Since ISDS is so common there are plenty of examples of its successful use for arbitration. In 2006, the Ecuadorian government seized the property of the American oil company Occidental in response to anger about the company’s environmental practices. Occidental responded by claiming that Ecuador had not fulfilled its obligations as a member of the Bilateral Investment Treaty (BIT) because the decision to nationalize had been unfair, arbitrary, and discriminatory. Using ISDS, Occidental was able to obtain a $1.6 billion payout from the Ecuadorian government to compensate for damages. In this case, ISDS was essential to ensuring Ecuador lived up to its treaty obligations.
Complaints about the use of ISDS in treaties have existed for years, but they have only just become prevalent in mainstream politics. The voting population has recently become more skeptical of the standard argument that protectionist policy is necessary for a thriving economy. According to an NBC News/Wall Street Journal poll, 2015 marks the first year in recent memory that Americans have had a net positive view of free trade.
Democrats have turned to arguments against ISDS in order to avoid the debate about the merits of free trade and to refocus political discourse on the issue of state sovereignty. Senator Bernie Sanders (I-VT), who caucuses with the Democrats, has claimed that ISDS puts the ability to legislate “in the hands of an unelected international tribunal.” Others, such as Senator Warren, have called the arbitration proceedings “rigged pseudo-courts.” Both Sanders and Warren are massively overstating their case.

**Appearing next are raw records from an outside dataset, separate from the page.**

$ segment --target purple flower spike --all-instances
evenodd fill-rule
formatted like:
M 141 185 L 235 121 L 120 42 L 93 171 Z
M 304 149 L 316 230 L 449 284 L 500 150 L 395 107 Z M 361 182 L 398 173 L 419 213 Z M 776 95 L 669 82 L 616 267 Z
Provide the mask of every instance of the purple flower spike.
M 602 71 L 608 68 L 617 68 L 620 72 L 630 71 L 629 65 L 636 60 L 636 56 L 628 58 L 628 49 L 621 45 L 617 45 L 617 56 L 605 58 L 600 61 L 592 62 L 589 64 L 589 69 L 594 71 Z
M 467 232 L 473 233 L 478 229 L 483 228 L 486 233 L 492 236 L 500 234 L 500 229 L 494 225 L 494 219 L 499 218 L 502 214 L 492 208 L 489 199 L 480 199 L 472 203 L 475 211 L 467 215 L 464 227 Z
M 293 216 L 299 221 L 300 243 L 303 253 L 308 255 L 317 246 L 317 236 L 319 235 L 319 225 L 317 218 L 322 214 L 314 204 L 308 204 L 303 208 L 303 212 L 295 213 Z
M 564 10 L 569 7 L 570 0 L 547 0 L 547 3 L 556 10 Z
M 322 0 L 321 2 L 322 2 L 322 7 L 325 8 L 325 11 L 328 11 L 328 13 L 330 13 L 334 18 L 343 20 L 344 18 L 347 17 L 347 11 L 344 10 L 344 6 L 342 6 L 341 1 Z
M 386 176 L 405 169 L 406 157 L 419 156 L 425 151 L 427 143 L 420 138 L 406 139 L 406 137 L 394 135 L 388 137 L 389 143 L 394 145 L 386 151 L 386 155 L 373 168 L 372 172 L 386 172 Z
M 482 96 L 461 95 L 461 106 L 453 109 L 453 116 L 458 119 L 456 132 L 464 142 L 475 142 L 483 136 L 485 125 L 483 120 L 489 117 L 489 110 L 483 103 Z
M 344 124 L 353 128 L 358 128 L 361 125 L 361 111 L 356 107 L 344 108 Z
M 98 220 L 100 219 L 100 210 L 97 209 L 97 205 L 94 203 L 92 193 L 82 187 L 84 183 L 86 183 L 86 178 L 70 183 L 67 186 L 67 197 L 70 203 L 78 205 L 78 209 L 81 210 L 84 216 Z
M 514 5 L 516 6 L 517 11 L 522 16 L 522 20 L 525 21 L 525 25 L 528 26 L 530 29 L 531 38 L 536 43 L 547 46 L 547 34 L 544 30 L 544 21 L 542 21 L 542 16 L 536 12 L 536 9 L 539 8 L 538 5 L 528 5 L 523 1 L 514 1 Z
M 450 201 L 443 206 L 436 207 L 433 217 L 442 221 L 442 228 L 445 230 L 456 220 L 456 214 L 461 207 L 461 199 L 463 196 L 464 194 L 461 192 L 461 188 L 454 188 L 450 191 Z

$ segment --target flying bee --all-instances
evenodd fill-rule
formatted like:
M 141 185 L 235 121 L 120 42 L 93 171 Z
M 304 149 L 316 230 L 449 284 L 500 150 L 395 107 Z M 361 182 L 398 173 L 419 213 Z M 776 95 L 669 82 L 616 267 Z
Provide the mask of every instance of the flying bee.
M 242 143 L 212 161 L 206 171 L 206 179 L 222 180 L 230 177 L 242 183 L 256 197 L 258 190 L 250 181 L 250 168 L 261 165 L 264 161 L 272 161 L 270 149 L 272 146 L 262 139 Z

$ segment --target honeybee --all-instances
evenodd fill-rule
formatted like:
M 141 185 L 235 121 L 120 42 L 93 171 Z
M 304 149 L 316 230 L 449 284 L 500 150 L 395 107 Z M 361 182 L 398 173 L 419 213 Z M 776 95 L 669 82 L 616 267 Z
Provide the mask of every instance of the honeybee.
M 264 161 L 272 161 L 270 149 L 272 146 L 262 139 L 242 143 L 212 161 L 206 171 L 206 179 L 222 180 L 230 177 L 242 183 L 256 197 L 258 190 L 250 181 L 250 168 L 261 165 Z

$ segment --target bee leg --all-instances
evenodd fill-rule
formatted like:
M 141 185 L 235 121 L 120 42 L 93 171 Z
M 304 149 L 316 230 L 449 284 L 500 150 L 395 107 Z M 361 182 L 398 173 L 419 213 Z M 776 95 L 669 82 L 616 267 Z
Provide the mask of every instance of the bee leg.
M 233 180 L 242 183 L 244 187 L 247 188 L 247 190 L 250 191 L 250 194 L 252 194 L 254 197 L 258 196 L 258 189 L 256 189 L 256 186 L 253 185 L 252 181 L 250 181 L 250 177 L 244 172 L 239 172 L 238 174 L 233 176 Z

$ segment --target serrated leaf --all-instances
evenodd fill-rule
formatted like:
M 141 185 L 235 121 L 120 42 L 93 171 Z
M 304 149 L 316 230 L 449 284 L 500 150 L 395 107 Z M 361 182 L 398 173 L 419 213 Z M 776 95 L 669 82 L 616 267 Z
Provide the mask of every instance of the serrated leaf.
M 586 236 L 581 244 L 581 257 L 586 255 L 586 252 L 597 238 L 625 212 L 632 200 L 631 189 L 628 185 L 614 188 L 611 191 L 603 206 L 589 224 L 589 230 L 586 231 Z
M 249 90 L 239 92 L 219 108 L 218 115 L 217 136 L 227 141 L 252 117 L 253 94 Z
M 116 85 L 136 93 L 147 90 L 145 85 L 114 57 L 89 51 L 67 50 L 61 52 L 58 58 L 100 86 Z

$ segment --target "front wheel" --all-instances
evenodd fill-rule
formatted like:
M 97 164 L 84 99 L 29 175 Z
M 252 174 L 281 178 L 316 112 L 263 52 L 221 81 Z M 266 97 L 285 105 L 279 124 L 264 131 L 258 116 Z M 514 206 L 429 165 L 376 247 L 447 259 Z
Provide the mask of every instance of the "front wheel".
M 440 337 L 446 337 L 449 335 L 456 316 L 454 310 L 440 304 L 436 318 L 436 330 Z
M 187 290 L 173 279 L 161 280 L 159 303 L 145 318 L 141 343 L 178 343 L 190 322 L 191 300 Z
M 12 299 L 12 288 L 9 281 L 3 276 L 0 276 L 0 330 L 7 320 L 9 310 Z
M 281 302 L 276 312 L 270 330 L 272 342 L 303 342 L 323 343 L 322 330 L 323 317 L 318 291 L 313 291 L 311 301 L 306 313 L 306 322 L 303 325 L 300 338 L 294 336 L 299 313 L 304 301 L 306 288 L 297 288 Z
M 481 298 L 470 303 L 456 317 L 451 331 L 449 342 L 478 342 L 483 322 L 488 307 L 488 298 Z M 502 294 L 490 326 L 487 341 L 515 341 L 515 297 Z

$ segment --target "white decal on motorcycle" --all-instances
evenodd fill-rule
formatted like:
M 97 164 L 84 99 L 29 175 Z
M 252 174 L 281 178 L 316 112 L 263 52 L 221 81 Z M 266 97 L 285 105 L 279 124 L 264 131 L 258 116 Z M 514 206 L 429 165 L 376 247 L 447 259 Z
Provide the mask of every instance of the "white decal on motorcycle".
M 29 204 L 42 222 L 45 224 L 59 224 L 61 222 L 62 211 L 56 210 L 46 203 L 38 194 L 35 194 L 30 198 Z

Sanders’ claims that U.S. law will be overruled and that corporations will bend the law to their whims has not played out. Although the United States is a party to 50 treaties with ISDS provisions, a complainant has never won an arbitration against the United States using this process. The impressive U.S. record exists not only because Americans generally follow treaty obligations, but also because the standards for proving wrongdoing in ISDS arbitrations are high.
While the United States has avoided losing in ISDS arbitrations, Europe has not been so fortunate. Many European ISDS provisions were written with vague language that has allowed abuses of the system. In 2009 the Swedish nuclear company Vattenfall attempted to obtain damages from the German government after the phase-out of German nuclear power plants in response to the Fukushima disaster. If the Obama administration and other members of the TPP are to be believed, the drafters of TPP have learned from Europe’s mistakes and improved the TPP’s ISDS language to avoid frivolous claims and ensure member governments will retain their ability to regulate at necessary levels without fear of litigation. The United States has no reason to pay attention to any of the apocalyptic tales about a loss of sovereignty that critics of ISDS are so eager to propagate.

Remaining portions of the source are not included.